# Another nice one in central WI



## sammyd (Mar 11, 2007)

Found this one. The realtor doesn't have it listed under farms for some reason so it's hard to find unless you dig.
The folks that owned it used to make and sell their own outdoor furniture as well as some other things. It's right along a main highway with access. Some acres with it. 
Buildings look decent.
Again, not a realtor or connected to the property in any way.
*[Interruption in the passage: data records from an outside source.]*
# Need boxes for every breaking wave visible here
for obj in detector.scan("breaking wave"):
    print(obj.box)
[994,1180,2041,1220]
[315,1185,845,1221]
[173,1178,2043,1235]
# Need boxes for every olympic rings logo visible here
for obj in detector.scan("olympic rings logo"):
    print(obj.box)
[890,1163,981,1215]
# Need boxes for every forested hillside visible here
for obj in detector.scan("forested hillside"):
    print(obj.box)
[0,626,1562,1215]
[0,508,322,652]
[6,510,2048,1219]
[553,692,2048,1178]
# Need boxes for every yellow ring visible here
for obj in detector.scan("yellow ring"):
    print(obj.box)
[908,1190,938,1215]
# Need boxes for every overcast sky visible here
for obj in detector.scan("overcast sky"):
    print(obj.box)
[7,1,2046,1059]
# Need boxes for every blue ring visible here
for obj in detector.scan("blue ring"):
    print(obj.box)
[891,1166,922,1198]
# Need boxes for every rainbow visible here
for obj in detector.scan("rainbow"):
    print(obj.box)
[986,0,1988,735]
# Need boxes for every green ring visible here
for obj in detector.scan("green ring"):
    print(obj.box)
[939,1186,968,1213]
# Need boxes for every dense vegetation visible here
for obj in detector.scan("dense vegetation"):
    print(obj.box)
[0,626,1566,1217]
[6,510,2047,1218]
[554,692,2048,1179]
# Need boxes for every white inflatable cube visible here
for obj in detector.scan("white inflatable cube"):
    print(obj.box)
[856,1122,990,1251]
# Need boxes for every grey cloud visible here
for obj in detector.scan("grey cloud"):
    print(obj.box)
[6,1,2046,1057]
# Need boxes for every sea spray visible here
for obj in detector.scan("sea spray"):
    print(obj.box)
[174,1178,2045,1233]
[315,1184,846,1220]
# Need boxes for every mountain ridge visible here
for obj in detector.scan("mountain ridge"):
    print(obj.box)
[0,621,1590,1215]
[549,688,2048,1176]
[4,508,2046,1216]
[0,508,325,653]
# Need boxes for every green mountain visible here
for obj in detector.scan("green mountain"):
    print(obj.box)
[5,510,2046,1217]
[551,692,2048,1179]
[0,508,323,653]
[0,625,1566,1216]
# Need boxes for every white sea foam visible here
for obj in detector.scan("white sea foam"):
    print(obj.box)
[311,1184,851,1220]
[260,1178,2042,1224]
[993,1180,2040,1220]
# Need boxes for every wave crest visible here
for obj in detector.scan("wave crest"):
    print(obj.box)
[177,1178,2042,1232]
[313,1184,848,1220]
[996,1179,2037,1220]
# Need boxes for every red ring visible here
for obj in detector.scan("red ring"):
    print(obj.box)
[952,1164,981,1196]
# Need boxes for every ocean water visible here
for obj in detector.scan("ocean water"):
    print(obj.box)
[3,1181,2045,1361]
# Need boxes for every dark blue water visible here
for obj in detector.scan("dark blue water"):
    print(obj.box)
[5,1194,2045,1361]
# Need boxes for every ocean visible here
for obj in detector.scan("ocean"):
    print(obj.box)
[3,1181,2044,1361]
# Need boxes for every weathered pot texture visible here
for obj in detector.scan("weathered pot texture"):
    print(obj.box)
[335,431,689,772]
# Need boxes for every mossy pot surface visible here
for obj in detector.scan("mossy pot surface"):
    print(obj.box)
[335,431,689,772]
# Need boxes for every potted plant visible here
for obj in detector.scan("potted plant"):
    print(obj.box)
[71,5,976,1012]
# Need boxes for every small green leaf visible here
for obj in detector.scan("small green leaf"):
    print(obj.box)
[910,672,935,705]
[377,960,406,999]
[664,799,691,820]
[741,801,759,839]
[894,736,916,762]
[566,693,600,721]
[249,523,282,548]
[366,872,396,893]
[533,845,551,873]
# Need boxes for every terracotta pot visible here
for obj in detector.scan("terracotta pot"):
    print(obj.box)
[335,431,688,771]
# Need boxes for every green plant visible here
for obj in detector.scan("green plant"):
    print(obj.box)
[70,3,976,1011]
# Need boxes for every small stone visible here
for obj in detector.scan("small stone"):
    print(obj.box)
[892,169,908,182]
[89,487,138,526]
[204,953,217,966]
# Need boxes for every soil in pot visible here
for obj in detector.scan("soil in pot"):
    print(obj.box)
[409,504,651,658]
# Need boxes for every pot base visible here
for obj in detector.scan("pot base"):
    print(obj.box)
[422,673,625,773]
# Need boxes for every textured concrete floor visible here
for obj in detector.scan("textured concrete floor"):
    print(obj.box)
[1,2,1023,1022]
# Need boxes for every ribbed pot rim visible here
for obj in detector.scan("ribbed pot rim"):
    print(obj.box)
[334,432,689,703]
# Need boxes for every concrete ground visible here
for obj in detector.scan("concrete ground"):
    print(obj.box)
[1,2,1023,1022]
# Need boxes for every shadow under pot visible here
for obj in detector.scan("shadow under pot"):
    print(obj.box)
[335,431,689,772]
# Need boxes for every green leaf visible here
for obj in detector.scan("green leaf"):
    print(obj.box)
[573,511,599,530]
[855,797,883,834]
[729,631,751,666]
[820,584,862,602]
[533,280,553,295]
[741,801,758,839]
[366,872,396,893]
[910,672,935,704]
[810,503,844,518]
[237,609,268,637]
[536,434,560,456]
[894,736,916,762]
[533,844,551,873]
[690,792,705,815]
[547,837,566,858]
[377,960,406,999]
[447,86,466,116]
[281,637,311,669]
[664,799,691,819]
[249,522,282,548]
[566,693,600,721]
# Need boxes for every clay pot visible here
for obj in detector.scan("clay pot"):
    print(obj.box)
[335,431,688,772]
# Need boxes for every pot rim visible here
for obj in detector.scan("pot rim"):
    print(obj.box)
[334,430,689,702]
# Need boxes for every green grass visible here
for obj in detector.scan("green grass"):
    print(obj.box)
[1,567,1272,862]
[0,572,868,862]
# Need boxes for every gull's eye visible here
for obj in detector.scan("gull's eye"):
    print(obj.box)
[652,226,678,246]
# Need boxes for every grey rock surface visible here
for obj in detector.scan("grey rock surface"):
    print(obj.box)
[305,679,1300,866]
Just think WI is the best place to be and like to share...


----------



## anniew (Dec 12, 2002)

any link?


----------



## sammyd (Mar 11, 2007)

http://idxsys.com/rets-kramer-schif...id=1&search=Search&C_MLSNo=1705044&listpage=1

Didn't work, maybe this time...


----------



## hunter63 (Jan 4, 2005)

sammyd said:


> http://idxsys.com/rets-kramer-schif...id=1&search=Search&C_MLSNo=1705044&listpage=1
> 
> Didn't work, maybe this time...


Link leads you to a fill in the blank form.....?


----------



## sammyd (Mar 11, 2007)

jeeze their website is hard to work with..
https://www.zillow.com/homedetails/4916-Silver-Leaf-Rd-Edgar-WI-54426/2093189046_zpid/
maybe a link through zillow.


----------